评定二次曲面轮廓度误差的角度分割逼近法

提出一种基于角度分割逼近算法和粒子群算法计算二次曲面轮廓度误差的最小区域评定方法来准确评定任意位姿的二次曲面轮廓度误差。首先，给出了能够实现角度分割逼近算法的两条前提假设；基于假设，给出了更合理的算法网格布局递推公式。根据曲面轮廓度误差的定义建立了误差评定的精确模型。然后，采用角度分割逼近法求取测点到拟合二次曲面轮廓的距离；通过粒子群算法，以所有的点与二次曲面距离中的最大值为适应度值拟合出二次曲面一般方程，并实现被测轮廓与理论轮廓位置的匹配。最后，采用上述方法对某抛物面天线进行了评定，并与参数分割法、SMX-Insight和最小二乘法进行比较。实验结果显示：该方法测得的天线轮廓度误差为0.659 8 mm，比其它方法准确。结论表明：基于角度分割算法能够更有效地评定任意位姿二次曲面轮廓度误差，计算准确、迅速，而且无需确定待分割区域。
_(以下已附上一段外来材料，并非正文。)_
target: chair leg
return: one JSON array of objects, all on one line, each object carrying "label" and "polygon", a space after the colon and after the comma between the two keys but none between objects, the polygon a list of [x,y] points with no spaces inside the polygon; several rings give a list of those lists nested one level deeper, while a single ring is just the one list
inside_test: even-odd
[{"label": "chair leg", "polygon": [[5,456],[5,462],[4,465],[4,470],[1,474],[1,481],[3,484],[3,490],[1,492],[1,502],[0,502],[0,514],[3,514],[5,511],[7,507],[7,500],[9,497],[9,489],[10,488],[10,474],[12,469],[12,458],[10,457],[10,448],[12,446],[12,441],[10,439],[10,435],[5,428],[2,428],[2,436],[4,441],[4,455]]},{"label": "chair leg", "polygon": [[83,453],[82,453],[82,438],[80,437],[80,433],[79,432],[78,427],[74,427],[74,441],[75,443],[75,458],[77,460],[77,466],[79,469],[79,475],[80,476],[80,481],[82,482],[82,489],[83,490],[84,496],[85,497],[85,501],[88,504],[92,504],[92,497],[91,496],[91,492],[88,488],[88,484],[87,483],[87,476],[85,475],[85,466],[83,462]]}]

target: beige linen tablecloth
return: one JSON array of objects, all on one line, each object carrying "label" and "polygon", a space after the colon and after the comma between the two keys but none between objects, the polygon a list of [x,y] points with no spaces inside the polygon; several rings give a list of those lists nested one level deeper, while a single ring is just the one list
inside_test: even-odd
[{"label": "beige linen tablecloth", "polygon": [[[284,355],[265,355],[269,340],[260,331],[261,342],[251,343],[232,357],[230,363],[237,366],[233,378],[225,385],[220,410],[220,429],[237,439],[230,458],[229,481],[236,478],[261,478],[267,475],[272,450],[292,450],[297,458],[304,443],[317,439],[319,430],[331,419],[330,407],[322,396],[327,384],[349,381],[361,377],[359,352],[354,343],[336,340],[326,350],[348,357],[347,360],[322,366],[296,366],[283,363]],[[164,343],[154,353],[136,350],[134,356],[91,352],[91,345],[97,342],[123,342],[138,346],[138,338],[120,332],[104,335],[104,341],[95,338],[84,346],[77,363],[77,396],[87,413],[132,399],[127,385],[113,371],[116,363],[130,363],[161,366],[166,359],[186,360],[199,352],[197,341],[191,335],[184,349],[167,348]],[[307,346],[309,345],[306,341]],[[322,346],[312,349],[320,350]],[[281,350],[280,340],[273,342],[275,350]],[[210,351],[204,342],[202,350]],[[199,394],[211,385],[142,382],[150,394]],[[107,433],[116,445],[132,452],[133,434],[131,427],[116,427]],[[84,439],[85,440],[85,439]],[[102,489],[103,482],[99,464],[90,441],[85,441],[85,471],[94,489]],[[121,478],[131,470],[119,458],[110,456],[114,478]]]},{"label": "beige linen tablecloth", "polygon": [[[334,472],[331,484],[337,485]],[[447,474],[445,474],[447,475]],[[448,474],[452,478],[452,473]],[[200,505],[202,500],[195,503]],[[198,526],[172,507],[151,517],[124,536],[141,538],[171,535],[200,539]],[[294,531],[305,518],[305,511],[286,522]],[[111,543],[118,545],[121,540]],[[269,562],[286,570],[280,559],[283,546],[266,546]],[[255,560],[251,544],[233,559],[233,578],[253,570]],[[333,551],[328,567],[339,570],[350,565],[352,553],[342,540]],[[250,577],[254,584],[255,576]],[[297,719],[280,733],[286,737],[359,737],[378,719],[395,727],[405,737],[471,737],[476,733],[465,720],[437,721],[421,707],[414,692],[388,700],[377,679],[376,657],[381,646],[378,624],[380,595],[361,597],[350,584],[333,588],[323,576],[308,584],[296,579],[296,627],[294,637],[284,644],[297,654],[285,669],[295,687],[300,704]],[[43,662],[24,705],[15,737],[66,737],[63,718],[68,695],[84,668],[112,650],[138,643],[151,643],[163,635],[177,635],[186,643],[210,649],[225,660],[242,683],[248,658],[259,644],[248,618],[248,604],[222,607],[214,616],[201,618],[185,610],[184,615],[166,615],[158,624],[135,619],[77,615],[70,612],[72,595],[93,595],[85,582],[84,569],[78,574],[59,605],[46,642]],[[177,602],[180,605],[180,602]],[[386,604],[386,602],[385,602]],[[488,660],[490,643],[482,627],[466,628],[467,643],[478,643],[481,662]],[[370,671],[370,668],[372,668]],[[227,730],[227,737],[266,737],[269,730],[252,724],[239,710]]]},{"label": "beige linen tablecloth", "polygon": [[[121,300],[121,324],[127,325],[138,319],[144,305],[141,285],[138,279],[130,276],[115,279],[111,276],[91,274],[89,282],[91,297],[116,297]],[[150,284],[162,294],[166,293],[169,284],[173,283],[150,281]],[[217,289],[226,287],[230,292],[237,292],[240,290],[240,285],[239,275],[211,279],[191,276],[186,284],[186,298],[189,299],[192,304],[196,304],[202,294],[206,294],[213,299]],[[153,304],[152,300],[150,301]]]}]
Angle subdivision approach algorithm for conicoid profile error evaluation

A method based on angle subdivision approach algorithm and Particle Swarm Optimization (PSO) was proposed to evaluate concicoid profile error accurately in any position and orientation with the requirement of the minimal zone。 Two hypotheses were proposed to realize the angle subdivision approach algorithm. According to the hypotheses, a recursion formula for more reasonable girdding was given. Then, an accurate evaluating model was established according to the definition of conicoid profile error. The angle subdivision approach algorithm was adopted to calculate the distance between measurement points and fitting quadric surface. The position between measured profile and theoretical profile was matched through fitting the general quadric surface equation. A paraboloid antenna was evaluated by the above method in an experiment, and the results were compared with those of parameter subdivision approach algorithm, SMX-Insight and Least Square Method (LSM). Experimental results indicate that the profile error is 0.659 8 mm more accurate than that of other methods. The results show that angle subdivision approach algorithm is more efficient in concicoid profile error evaluation and its calculation is accurate, rapid, and no need to find the division area.